Expected progress 4: correlation between toxicity and b-lactam blood levels

Until now, no specific attempt has been performed for optimizing the b-lactam dosages while monitoring and controlling toxic effects. This is because of the limited access to direct information on the actual blood levels in patients experiencing adverse effects. Progress will be brought by establishing direct correlations between actual free b-lactam blood levels (used as surrogate/predictive value for the actual level in the cerebrospinal fluid) and recording of toxicity events (including, in at least one centre, EEG recordings during treatment).


Expected progress 5: individualized treatment based on patient-specific dosage corrections will be possible

Altogether the expected progresses 1 to 4 will lead to the MON4STRAT approach which is the main progress of this Project by filling the gap of still unsatisfactory means for b-lactam dosage corrections in critically-ill patients such as HAP/VAP patients.

The MON4STRAT approach, if successful, will allow to individualize a b-lactam dosage regimen. The essential parameter in the approach is the b-lactam free blood levels regularly monitored during the treatment. The deviation of the experimental blood levels and the population-based PK-PD targets will be a signature of the patient situation. Rapid corrective actions will be possible, if needed, at the very early stage of the treatment. In other cases, where only minor deviations are observed, dose adjustment will not be needed. This method enables to tailor the dosage to the actual and specific needs of the patient according to its particular situation, previous history, illness or resistance profile.


Expected progress 6: a set of statistically relevant clinical data for starting HAP/VAP stratification into subpopulations

The application of the MON4STRAT approach within the experimental arm of a randomized clinical trial involving 150 HAP/VAP patients will generate, after data management, a set of reconciled data completed with a statistical analysis. Based on the statistically relevant results, one expects to gain knowledge on how the HAP/VAP population can be stratified in subpopulations according to common traits and reactions experienced by individual patients. One may expect to gain information on how far the stratification is observed, namely in terms of the number of subpopulations. At this stage, it seems too early to anticipate whether or not clear sub-populations will come out of the results. It is the consortium’s opinion that broader clinical studies will be needed after the end of the project to deepen this issue.

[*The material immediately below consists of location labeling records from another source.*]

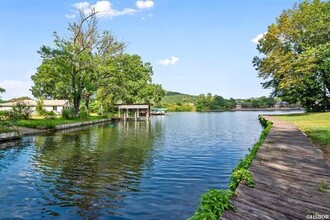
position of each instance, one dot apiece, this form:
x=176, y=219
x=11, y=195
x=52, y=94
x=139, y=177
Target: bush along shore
x=214, y=202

Expected progress 7: an approach that can be used in paediatric populations

Paediatric populations are also at need of treatment optimization with b-lactams because of their rapidly changing pharmacokinetic parameters (related to the maturation of their excretory organs, when moving from the status of premature to that of neonate and older children) and relative immunodeficiency. The blood sample volumes needed for performing a MON4STRAT assay are small, which is definitely an advantage for monitoring paediatric patients. Information on free b-lactam blood levels in young patients is largely new and will pave the route to stratification and individualized treatments.